History
The quadrature of the hyperbola is the evaluation of the area swept out by a radial segment from the origin as the terminus moves along the hyperbola, just the topic of hyperbolic angle. The quadrature of the hyperbola was first accomplished by Gregoire de Saint-Vincent in 1647 in his momentous Opus geometricum quadrature circuli et sectionum coni. As David Eugene Smith wrote in 1925:
- quadrature of a hyperbola to its asymptotes, and showed that as the area increased in arithmetic series the abscissas increased in geometric series.
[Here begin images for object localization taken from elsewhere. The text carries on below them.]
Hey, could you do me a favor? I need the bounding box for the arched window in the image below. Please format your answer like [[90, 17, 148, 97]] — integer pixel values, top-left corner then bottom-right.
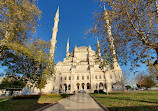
[[77, 76, 79, 80], [95, 75, 97, 79], [96, 83, 98, 89], [99, 75, 101, 79], [60, 84, 62, 89]]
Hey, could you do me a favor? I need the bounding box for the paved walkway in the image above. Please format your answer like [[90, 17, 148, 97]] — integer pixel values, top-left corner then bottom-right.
[[43, 93, 105, 111]]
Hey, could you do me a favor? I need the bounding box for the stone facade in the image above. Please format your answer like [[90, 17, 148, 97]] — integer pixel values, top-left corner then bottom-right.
[[42, 44, 123, 94]]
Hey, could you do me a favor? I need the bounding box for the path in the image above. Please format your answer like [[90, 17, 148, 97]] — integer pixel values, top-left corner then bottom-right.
[[43, 93, 105, 111]]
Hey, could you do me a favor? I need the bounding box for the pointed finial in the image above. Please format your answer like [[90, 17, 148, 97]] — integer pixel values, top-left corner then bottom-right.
[[66, 37, 69, 53], [104, 5, 106, 10], [57, 6, 59, 14], [55, 6, 59, 19], [97, 38, 99, 44]]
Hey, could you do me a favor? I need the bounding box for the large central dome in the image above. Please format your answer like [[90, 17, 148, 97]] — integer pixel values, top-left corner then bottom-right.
[[77, 46, 87, 49]]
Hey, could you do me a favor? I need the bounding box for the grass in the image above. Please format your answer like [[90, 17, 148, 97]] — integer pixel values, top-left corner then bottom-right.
[[0, 94, 69, 111], [90, 91, 158, 111]]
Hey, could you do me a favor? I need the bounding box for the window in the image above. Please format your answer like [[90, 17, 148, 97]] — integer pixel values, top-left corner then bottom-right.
[[95, 76, 97, 79], [99, 75, 101, 79], [77, 76, 79, 80], [82, 76, 84, 80], [65, 77, 67, 80], [87, 76, 89, 80], [69, 76, 71, 80], [68, 84, 71, 90], [110, 75, 112, 79], [104, 75, 106, 79]]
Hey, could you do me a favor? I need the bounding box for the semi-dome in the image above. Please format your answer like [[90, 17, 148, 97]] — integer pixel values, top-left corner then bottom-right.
[[56, 61, 63, 65]]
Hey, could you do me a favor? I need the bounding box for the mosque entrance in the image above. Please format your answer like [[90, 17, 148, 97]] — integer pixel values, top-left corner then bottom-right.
[[87, 83, 90, 89], [76, 83, 80, 90], [99, 82, 104, 90], [82, 83, 85, 90], [64, 84, 67, 92]]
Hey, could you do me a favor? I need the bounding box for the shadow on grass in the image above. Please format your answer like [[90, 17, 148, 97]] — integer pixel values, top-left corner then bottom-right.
[[0, 94, 71, 111], [107, 105, 158, 111], [0, 96, 49, 111]]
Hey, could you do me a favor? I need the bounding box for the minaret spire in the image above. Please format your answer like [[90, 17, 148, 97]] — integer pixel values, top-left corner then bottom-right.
[[50, 6, 59, 59], [66, 38, 69, 57], [97, 38, 101, 56], [66, 38, 69, 53], [103, 6, 121, 70]]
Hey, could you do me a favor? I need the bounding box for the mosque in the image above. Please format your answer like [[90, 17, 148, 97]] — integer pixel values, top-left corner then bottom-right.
[[42, 7, 124, 94]]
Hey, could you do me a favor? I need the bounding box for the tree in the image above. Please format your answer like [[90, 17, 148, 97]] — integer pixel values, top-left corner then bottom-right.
[[0, 0, 54, 89], [125, 85, 132, 90], [0, 0, 42, 76], [0, 0, 41, 44], [0, 38, 53, 90], [0, 75, 26, 89], [90, 0, 158, 70], [135, 71, 146, 88], [136, 75, 156, 89]]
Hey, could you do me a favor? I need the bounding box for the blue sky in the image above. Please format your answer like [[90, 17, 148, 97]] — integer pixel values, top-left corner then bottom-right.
[[35, 0, 101, 63]]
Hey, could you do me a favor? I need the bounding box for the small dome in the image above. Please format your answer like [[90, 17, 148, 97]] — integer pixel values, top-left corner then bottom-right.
[[56, 61, 63, 65]]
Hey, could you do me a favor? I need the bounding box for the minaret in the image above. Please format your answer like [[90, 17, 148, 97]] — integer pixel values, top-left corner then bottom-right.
[[97, 38, 101, 57], [50, 6, 59, 59], [103, 6, 121, 70], [66, 38, 69, 57]]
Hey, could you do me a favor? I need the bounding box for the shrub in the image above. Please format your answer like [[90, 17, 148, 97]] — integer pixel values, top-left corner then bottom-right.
[[12, 95, 40, 99], [94, 90, 98, 93]]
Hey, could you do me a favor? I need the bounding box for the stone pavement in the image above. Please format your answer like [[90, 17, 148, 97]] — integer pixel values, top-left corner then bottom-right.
[[43, 93, 105, 111]]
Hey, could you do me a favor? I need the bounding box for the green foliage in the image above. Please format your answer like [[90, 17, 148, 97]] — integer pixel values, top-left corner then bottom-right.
[[125, 85, 132, 90], [0, 0, 55, 89], [0, 0, 41, 44], [0, 38, 52, 88], [0, 75, 26, 89]]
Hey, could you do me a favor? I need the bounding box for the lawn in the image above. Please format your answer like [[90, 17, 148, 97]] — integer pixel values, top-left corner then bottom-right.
[[91, 91, 158, 111], [0, 94, 69, 111]]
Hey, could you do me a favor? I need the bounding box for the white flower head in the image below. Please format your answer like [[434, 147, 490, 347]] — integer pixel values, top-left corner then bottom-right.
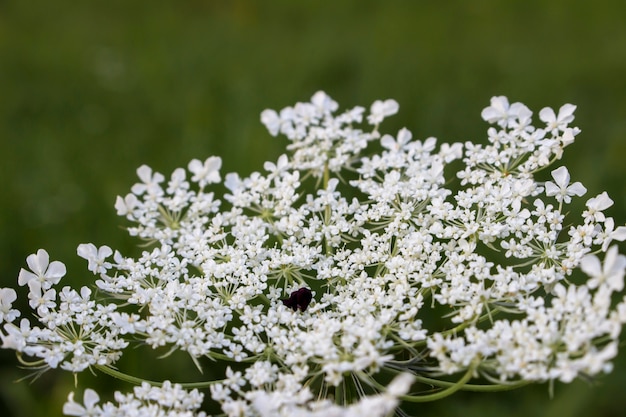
[[5, 93, 626, 416]]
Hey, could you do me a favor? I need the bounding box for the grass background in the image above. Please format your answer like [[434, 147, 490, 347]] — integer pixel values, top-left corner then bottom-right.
[[1, 1, 626, 416]]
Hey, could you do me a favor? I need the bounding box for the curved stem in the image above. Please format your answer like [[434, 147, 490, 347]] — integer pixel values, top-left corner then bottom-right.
[[383, 360, 531, 393], [95, 365, 223, 389], [15, 352, 47, 367], [400, 360, 478, 402], [411, 373, 530, 392]]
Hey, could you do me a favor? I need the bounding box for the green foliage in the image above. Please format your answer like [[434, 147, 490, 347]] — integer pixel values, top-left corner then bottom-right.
[[1, 1, 626, 416]]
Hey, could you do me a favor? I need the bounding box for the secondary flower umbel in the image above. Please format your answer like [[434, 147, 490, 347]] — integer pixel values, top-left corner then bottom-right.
[[2, 92, 626, 417]]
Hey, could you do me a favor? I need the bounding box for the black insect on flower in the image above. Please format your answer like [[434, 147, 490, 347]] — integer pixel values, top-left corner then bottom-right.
[[282, 287, 313, 312]]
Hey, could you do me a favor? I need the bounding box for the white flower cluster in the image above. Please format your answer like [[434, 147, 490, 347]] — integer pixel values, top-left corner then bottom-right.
[[63, 381, 206, 417], [2, 92, 626, 417]]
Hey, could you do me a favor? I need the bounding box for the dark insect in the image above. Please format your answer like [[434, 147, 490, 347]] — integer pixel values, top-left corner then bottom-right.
[[282, 287, 313, 312]]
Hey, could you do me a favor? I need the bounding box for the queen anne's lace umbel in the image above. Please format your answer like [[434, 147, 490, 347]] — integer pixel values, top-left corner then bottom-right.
[[3, 92, 626, 416]]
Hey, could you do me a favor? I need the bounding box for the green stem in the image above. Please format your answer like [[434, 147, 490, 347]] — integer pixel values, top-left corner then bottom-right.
[[335, 378, 344, 405], [383, 361, 531, 393], [323, 160, 330, 190], [16, 352, 46, 367], [256, 292, 272, 307], [95, 365, 223, 389], [323, 161, 332, 256], [400, 360, 478, 402], [411, 373, 530, 392]]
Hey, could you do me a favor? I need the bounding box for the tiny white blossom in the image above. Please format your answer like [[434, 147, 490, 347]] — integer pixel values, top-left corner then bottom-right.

- History of Mathematics, pp. 424,5 v. 1
The upshot was the logarithm function, as now understood as the area under y = 1/x to the right of x = 1. As an example of a transcendental function, the logarithm is more familiar than its motivator, the hyperbolic angle. Nevertheless, the hyperbolic angle plays a role when the theorem of Saint-Vincent is advanced with squeeze mapping.
Circular trigonometry was extended to the hyperbola in Augustus De Morgan's 1849 textbook Trigonometry and Double Algebra (see references for link). In 1878 W.K. Clifford used hyperbolic angle to parametrize a unit hyperbola, describing it as "quasi-harmonic motion". In 1894 Alexander Macfarlane circulated his essay "The Imaginary of Algebra", which used hyperbolic angles to generate hyperbolic versors, in his book Papers on Space Analysis.
When Ludwik Silberstein penned his popular 1914 textbook on the new theory of relativity, he used the rapidity concept based on hyperbolic angle a where tanh a = v/c, the ratio of velocity v to the speed of light. He wrote:
- It seems worth mentioning that to unit rapidity corresponds a huge velocity, amounting to 3/4 of the velocity of light; more accurately we have v = (.7616) c for a = 1.
- ... the rapidity a = 1, ... consequently will represent the velocity .76 c which is a little above the velocity of light in water.
Silberstein also uses Lobachevsky's concept of angle of parallelism Π(a) to obtain cos Π(a) = v/c.